Abraham Lincoln (1809 –1865) was the 16th President of the United States, serving from March 1861 until his assassination in 1865. His greatest achievements included preserved the Union during the American Civil War and bringing about the emancipation of slaves.
Having had breakdowns and suicidal thoughts, he had clinical depression all his life. The deaths of his mother, sister and later some of his children contributed to this.
Lincoln grew up in Kentucky where he worked on the land on his father’s holdings, but he preferred reading. He was largely self-taught, studying law and entering the bar in Illinois and worked there for 16 years.
Later he ran for the state legislature and congress, before standing for President. He was driven by a deep sense of equality, that slavery was wrong, which came from his Baptist upbringing.

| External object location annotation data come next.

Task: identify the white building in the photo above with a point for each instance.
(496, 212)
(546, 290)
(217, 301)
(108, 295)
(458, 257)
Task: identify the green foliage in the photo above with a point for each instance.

On January 1, 1863, Lincoln delivered the Emancipation Proclamation, declaring forever free slaves within the Confederacy. Although not all the slaves were immediately set free it led in 1865 to the 13th Amendment of the Constitution outlawing slavery.
On November 19, 1863, Lincoln delivered his most famous speech, the Gettysburg Address, to a large crowd at one of the bloodiest battlefields of the Civil War, the Gettysburg National Cemetery in Pennsylvania. In this 272-word speech Lincoln said the Civil War was the ultimate test of the preservation of the Union created in 1776 with the nation "conceived in Liberty, and dedicated to the proposition that all men are created equal".
This has been interpreted as confirmation that Lincoln was expanding the cause of the Civil War from simply reunifying the Union to also fighting for equality and abolishing slavery.